Ecco, al Consiglio di Pordenone succede un po’ la stessa cosa: ci “freezzano” con montagne di diatribe, atte solo a congelare  il tempo e l’attenzione su fatti certo importanti, ma superati e  non “da votare”.

Così ieri abbiamo sperperato 5000,00 euro di Consiglio nel discutere di un parcheggio e  viabilità correlata (unico momento utile), slittando poi su soldi da recuperare per colpa di… per un totale di circa tre ore e mezza di seduta sulle quattro e mezza previste,  anche se l’argomento era  prettamente tecnico-illustrativo e richiedeva SOLO una valutazione nostra nello specifico (tempo massimo un’oretta e mezza) tant’è che non era in ODG.

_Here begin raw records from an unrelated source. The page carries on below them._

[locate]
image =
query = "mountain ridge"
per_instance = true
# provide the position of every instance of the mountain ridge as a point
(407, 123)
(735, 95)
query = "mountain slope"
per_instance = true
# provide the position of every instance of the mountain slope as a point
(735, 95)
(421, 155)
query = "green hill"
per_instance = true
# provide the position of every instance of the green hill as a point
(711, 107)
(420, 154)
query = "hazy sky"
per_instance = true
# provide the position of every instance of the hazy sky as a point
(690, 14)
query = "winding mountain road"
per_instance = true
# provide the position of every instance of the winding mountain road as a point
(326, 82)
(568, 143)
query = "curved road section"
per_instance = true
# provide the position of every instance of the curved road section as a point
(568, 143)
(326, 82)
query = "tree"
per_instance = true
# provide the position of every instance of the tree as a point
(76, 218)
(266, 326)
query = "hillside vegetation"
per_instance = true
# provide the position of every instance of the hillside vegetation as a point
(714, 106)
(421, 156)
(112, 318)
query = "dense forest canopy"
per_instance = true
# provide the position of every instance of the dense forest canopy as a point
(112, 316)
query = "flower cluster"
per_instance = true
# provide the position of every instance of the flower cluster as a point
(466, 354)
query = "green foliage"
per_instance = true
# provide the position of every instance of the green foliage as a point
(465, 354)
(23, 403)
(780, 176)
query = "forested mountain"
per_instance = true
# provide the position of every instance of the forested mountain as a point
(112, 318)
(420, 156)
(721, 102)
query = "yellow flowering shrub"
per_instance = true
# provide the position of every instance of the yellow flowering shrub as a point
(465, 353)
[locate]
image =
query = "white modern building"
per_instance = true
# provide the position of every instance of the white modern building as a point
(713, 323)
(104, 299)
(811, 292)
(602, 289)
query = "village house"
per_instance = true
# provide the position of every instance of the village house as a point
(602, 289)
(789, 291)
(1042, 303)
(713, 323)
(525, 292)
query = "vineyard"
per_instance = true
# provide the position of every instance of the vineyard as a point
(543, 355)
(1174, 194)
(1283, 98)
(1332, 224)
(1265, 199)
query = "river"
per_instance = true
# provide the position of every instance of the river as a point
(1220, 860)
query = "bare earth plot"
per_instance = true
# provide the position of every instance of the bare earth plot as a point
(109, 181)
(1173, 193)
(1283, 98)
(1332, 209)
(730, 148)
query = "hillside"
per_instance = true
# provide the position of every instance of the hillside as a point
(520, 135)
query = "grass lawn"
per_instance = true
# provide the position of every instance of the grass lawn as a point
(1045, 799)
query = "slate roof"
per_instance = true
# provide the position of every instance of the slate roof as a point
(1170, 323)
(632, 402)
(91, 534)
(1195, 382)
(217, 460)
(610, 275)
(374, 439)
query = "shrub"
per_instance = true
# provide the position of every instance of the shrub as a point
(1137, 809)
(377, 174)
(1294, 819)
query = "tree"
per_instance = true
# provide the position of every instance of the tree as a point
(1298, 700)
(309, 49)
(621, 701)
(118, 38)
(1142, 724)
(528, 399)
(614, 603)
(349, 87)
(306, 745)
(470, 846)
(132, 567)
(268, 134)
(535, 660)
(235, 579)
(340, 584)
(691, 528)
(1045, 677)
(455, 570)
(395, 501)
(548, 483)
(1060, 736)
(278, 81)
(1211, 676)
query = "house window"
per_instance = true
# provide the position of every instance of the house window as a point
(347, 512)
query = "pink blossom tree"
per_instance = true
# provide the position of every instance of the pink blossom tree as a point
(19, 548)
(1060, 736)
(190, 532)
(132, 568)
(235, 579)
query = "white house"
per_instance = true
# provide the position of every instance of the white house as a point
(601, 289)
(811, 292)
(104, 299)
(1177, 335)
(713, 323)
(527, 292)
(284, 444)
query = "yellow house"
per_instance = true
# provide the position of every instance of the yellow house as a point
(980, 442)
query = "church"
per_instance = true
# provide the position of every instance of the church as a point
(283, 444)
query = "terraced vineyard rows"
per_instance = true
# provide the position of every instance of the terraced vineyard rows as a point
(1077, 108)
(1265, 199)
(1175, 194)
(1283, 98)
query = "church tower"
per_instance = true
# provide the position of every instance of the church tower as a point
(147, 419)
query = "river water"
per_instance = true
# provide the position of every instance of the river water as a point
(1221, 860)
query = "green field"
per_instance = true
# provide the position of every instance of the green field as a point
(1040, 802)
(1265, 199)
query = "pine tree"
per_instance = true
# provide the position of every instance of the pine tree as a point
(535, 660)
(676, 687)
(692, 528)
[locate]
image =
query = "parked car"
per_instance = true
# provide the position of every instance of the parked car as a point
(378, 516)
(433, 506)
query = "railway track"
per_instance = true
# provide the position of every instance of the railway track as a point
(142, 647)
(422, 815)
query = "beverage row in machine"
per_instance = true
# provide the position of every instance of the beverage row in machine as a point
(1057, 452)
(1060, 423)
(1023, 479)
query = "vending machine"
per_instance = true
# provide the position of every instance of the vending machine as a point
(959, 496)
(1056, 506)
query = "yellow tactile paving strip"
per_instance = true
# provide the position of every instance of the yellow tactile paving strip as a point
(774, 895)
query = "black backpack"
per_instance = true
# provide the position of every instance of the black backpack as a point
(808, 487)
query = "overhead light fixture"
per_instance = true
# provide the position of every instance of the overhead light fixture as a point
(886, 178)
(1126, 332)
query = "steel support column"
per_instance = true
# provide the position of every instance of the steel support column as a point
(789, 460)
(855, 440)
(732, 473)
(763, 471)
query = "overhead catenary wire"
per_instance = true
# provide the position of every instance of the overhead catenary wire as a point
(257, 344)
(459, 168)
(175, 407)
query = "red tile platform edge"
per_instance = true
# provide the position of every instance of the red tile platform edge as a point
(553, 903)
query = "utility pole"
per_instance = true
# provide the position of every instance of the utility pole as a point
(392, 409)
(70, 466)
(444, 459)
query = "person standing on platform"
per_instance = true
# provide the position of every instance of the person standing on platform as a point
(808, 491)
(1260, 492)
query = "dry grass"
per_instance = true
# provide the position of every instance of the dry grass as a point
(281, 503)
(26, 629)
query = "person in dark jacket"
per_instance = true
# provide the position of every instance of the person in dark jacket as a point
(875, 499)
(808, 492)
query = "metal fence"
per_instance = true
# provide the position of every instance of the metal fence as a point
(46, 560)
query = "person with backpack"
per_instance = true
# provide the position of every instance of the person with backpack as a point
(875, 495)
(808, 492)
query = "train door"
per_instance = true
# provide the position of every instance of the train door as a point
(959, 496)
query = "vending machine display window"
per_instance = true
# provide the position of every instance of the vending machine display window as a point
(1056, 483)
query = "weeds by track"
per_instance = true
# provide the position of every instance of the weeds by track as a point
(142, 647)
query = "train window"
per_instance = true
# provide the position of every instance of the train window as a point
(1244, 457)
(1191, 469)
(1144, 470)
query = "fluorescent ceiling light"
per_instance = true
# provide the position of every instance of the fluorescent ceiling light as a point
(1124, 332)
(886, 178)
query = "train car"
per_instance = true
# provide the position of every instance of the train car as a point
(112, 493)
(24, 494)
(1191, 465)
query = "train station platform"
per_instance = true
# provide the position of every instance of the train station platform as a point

Ovviamente si sono poi accelerati  i tempi nella discussione di una delibera CHE ANDAVA VOTATA e tre interrogazioni targate PD che hanno richiesto venti minuti  in tutto, tanto erano importanti! Scopo dell’ennesimo teatrino “On Pordenone”? Ottenere visibilità comunque e rinfacciarsi a vicenda faccende di ordinaria amministrazione, proprio come i coniugi in via di divorzio, salvo poi fare la pace su questioni di discutibile moralità, vedi conflitti palesi di interessi, vedi fusioni pro privatizzazioni e cosucce simili  che, causa “cataclismi baruffoidi”, rimangono freezzate in panchina e che portano il nostro MARCHIO DI FABBRICA , M5S.

Troppo scomode? Che ci sia una regia dietro ciò? Ecco che si affaccia alla mente la mia cara vecchia nonna che mi insegnò, anni orsono, a pensar male e che, nonostante mi faccia sentire peccaminosa, mi fa anche creder di averci azzeccato! #scongeliamoiltreatroOnPordenone!